Five people jailed over their roles in an IRA "inquiry" of suspected informants carried out at a house in Dublin have lost their Supreme Court appeals against their convictions.
The appeals raised legal issues concerning the treatment of bugging or surveillance evidence and the interpretation of the Criminal Justice Surveillance Act 2009.
The group was convicted of helping the IRA carry out interrogations of other members in 2015 after gardaí foiled a number of operations.
The Garda National Surveillance Unit had set up listening devices in a house in Castleknock and recordings of the interrogations were used to prosecute four men and one woman. All five denied the charges against them but were convicted at the non-jury Special Criminal Court in June 2018.
Three were convicted of membership of an unlawful organisation, styling itself the Irish Republican Army, otherwise Óglaigh na hÉireann, otherwise the IRA, on August 8th, 2015.
Sean Hannaway, Linden Gardens, Belfast, aged in his 40s, was jailed for five and a half years. David Nooney, Country Green, Ballymun, Dublin, aged in his 50s, was jailed for three years and nine months and Edward O'Brien, Hazelcroft Road, Finglas, Dublin, aged in his 40s, jailed for 16 months.
Two others — Kevin Hannaway, aged in his 70s, of Colinmill, Belfast and Eva Shannon, aged in her 60s, of Oakman Street, Belfast — were jailed for three years and nine months and four years imprisonment respectively for assisting the interviewing of persons involved in IRA-organised criminal activities at Riverwood Park, Castleknock, Dublin, on August 7th and 8th, 2015.
After the Court of Appeal upheld the convictions of the five, they secured further appeals to the Supreme Court.
Giving the court’s main judgment on Tuesday dismissing the appeals, Ms Justice Iseult O’Malley said both the SCC and the COA took the view that evidence lawfully obtained as a result of surveillance had been stored, accessed and handled in a manner that breached section 10 of the 2009 Act because no Ministerial authorisation had been given for such storage, access or handling.
However, both courts went on to conclude the evidence was not rendered inadmissible because, in their view, the rule excluding illegally or unconstitutionally obtained evidence had no application to illegalities that occurred after the evidence had been gathered.
In the appeals, it was argued on behalf of the five the distinction drawn between “gathering” and “handling” of evidence was not valid, given the nature of the recording and processing carried out in the case of the voice recordings.
Ms Justice O’Malley ruled there was no breach of section 10. She also held, in any event, section 10 has no relevance to the processes of investigation and trial of offences.
The judge also expressed the view there may be cases where a trial court may conclude the manner in which lawfully gathered evidence was handled by State agents breached the rights of an accused in such a way the State could not benefit from that evidence.
In concurring observations, Mr Justice Peter Charleton said the information concerning the IRA's "trial or inquiry" was not unlawfully obtained and the legal authorities do not provide for any distinction as to "obtaining" and "processing" evidence.

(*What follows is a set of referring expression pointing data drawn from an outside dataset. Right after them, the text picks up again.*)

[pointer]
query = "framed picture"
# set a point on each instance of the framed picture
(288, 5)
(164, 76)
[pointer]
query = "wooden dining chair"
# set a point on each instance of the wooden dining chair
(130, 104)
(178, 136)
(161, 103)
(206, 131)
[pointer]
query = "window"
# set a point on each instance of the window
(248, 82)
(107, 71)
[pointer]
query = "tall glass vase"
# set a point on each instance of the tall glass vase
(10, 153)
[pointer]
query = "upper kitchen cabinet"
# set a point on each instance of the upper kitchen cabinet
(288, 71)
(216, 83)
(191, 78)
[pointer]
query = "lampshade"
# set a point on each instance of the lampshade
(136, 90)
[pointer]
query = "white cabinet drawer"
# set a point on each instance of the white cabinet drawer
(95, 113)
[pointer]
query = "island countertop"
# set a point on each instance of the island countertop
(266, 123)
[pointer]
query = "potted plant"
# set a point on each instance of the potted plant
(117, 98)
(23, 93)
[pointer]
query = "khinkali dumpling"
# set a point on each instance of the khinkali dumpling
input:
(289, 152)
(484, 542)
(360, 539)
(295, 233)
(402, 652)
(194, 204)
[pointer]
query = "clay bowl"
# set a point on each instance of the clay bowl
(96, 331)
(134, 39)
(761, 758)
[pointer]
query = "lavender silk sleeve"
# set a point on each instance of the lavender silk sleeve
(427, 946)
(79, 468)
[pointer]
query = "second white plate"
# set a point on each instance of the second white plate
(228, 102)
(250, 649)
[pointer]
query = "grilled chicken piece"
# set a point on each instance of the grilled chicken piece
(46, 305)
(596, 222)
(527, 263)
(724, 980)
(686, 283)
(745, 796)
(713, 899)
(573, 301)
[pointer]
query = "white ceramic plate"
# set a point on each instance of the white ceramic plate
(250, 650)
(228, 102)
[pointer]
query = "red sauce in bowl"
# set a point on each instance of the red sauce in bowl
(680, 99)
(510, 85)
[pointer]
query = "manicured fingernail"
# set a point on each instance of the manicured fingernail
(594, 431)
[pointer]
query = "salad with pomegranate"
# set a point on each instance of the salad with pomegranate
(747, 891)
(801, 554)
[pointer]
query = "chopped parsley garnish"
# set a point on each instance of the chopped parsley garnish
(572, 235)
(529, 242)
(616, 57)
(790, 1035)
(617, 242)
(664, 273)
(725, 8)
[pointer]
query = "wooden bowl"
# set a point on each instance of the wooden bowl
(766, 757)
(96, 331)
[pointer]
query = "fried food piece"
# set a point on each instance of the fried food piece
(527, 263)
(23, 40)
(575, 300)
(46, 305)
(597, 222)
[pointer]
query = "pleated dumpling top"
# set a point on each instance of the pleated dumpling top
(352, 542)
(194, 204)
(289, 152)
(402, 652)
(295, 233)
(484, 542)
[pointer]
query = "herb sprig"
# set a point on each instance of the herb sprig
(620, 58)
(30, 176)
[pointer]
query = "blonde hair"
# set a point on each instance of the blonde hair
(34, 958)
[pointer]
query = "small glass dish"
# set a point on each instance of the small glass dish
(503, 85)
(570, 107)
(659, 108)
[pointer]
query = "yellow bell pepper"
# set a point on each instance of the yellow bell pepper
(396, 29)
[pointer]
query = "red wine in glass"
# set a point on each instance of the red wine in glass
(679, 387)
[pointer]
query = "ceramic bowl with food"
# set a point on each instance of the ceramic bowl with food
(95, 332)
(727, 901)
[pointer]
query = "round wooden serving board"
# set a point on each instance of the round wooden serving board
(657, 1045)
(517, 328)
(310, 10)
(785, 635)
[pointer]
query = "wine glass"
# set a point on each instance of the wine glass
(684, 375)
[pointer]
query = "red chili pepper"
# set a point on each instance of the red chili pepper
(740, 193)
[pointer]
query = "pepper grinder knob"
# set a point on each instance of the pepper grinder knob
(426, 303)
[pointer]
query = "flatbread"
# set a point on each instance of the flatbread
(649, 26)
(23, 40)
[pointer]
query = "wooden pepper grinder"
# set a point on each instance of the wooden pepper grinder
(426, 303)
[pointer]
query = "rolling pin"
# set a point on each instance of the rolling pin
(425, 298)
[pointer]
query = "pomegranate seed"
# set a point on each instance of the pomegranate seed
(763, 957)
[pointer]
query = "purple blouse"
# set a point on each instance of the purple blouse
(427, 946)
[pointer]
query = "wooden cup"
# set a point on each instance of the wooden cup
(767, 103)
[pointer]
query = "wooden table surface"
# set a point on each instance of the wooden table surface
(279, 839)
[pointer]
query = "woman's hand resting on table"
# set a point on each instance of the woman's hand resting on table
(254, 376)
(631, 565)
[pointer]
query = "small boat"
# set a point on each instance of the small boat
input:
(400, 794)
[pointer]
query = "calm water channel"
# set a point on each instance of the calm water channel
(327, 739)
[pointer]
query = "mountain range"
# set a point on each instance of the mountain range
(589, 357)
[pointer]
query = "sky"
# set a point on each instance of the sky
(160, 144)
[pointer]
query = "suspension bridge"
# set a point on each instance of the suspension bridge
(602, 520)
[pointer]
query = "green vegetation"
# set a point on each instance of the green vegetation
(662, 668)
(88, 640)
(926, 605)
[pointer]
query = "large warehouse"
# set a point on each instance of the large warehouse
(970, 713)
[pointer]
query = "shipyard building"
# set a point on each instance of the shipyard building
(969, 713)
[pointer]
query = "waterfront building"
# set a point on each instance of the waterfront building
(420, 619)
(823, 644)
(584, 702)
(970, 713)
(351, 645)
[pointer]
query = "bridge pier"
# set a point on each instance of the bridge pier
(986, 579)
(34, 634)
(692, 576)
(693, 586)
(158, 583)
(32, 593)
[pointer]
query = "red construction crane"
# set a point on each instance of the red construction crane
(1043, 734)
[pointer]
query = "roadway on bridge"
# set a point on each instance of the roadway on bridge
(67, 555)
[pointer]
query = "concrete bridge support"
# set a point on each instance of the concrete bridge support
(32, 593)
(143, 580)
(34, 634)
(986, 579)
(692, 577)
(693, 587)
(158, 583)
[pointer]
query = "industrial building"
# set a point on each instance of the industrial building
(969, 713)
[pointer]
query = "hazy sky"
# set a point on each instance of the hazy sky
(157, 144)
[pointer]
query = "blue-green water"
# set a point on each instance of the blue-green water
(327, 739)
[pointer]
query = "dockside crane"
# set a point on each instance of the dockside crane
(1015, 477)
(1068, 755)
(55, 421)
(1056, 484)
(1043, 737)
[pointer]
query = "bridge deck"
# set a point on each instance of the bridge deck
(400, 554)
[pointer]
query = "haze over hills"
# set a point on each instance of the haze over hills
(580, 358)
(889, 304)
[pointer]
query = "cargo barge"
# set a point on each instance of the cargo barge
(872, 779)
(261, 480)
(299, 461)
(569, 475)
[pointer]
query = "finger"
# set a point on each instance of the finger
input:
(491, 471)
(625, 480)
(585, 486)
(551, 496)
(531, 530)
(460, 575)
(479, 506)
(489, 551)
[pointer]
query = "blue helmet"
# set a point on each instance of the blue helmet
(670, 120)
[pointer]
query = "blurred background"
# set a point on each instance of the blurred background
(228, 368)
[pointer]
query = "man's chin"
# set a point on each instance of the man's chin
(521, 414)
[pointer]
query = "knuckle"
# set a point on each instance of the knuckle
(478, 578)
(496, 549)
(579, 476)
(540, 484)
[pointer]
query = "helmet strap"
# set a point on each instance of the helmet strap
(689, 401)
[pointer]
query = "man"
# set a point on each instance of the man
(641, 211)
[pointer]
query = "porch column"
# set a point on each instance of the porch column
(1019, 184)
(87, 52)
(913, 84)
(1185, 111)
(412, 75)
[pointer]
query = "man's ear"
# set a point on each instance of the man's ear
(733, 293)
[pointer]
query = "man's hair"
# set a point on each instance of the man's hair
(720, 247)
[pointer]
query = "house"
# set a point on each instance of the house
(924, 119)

Should there be an illegality, there is a balance to be struck and, when carrying out that analysis, the courts may take the position of victims into account, he said.
Kevin Hannaway was one of the “hooded men” subjected by the British army during the 1970s to what the European Court of Human Rights found was “inhumane and degrading” treatment. He was interned and taken to a secret base in Derry in 1971 where he had a hood placed over his head while being subjected to white noise and sleep deprivation.